The problem is that the "accepted model" they want to replace overnight didn't come out of thin air-- it emerged from a large body of research, which was almost completely ignored by the authors. When carefully considered, this evidence suggests an alternative explanation for the results of Dr. Mehran and colleagues.
In a landmark paper published in the journal Nature in 1997, Dr. Teoman Uysal and colleagues studied a mouse line lacking the inflammatory gene TNF-alpha (3). Due to a suppression of inflammatory signaling, these animals do not develop insulin resistance when placed on a fattening diet. As a result, they do not develop hyperinsulinemia at all-- insulin levels remain the same as lean controls fed a normal diet. This suggests that the hyperinsulinemia of obesity is indeed a compensatory response to insulin resistance. Get rid of insulin resistance, and you get rid of hyperinsulinemia. Meanwhile, in the comparison group fed the same fattening diet, fasting insulin increased by five-fold. Yet despite these huge differences in fasting insulin, both groups of mice developed "marked obesity". Here are the relevant figures:
The same thing was reported for the iNOS knockout mouse, which also does not develop insulin resistance for a similar reason (4). In that case, the mice with normal insulin actually became fatter than the hyperinsulinemic comparison group, but both groups gained fat. The finding that obesity does not depend on hyperinsulinemia has been replicated multiple times in other animal models that do not develop insulin resistance on fattening diets (5, 6). It is unfortunate that Dr. Mehran and colleagues did not cite these papers or attempt to reconcile them with their own findings.
Roughly 20% of obese humans are insulin sensitive and have normal circulating insulin levels, an issue I discussed in my 2012 AHS talk (7). Consistent with the evidence in animal models I just discussed, this demonstrates that hyperinsulinemia is not required for obesity in humans. If the interpretation of Dr. Mehran and colleagues were correct, this should be impossible or at least very rare. Observational studies in humans overall have found that elevated insulin levels do not predict future fat gain (8), offering further evidence against the idea that hyperinsulinemia is required for obesity. Since there have been a lot of studies, they can be cherry picked, but if you consider them as a whole, the majority of studies that found an association actually reported that higher insulin predicts less fat gain over time (8).
Well, where do we go from here? We can either stand on opposite sides of the line and shout at one another, or we can try to put the pieces together into a cohesive framework that explains ALL the evidence. Luckily, such a framework exists and it's pretty simple.

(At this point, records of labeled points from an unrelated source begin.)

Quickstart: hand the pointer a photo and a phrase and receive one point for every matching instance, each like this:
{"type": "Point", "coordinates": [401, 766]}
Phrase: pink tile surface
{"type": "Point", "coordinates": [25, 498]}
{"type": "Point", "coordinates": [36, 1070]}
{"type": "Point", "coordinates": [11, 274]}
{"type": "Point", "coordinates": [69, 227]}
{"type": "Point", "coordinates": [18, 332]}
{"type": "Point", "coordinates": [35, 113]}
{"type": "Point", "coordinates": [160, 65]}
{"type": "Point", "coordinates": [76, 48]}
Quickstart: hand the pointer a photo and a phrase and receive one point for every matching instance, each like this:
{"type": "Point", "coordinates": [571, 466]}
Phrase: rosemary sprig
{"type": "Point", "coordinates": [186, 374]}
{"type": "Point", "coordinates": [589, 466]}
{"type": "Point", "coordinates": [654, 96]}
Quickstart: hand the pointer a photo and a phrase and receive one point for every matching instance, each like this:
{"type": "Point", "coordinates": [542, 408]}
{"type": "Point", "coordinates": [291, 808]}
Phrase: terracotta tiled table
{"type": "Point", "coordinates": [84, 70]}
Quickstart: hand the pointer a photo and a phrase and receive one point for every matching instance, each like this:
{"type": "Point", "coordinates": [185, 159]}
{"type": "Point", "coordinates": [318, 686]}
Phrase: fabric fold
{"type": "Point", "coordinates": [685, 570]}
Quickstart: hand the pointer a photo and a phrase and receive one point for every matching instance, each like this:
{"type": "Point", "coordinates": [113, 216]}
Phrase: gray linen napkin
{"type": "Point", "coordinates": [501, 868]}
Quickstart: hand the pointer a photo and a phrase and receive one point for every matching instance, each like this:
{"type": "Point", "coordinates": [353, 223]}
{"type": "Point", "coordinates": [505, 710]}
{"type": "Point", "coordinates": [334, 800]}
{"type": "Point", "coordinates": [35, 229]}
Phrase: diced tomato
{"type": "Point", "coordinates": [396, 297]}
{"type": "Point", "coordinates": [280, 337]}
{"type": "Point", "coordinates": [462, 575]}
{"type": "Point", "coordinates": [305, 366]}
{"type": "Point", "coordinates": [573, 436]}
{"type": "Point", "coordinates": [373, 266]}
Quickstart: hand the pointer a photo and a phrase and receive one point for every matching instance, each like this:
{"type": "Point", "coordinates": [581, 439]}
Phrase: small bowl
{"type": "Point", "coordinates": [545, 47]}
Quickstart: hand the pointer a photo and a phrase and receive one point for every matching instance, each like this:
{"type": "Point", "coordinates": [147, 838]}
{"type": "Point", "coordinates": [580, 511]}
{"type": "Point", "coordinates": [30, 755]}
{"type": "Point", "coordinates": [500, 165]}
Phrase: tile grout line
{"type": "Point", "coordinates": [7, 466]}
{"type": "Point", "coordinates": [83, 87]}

The elevated insulin levels that accompany obesity are a compensatory response to insulin resistance-- this is clear from the papers I cited above, among many others. Therefore, when insulin resistance develops, insulin secretion goes up in parallel, maintaining approximately the same relationship between insulin secretion and insulin sensitivity, so that relatively normal metabolic control is maintained (if this didn't happen, life-threatening metabolic havoc would rapidly ensue, e.g. diabetes or hypoglycemia). This explains why suppressing insulin resistance and hyperinsulinemia in parallel has little or no impact on fat gain. In that case, total insulin action on fat tissue (i.e., the normal relationship between insulin secretion and insulin sensitivity) is preserved.
However, when you uncouple insulin secretion from insulin sensitivity, you change the normal balance between the two, and you can affect fat mass. That's why the fat-specific insulin receptor knockout mouse is resistant to obesity (9). It's also one of the reasons why people lose fat when they develop diabetes, which is a (relative or absolute) deficiency of insulin action. Correcting the insulin deficiency of diabetes frequently causes fat gain for the same reason. In the paper by Dr. Mehran and colleagues, they suppressed insulin secretion without increasing insulin sensitivity, creating an insulin deficiency state similar to mild diabetes, and the result was the same: elevated blood glucose and resistance to fat gain. I fail to see why this is earth shattering.
Although the result is interesting from an academic perspective, it isn't relevant to common obesity where insulin resistance and insulin secretion parallel one another, and it certainly does not erase all previous evidence suggesting that hyperinsulinemia isn't required for obesity in mice or humans. I think we can hold off on re-writing those textbooks for the time being.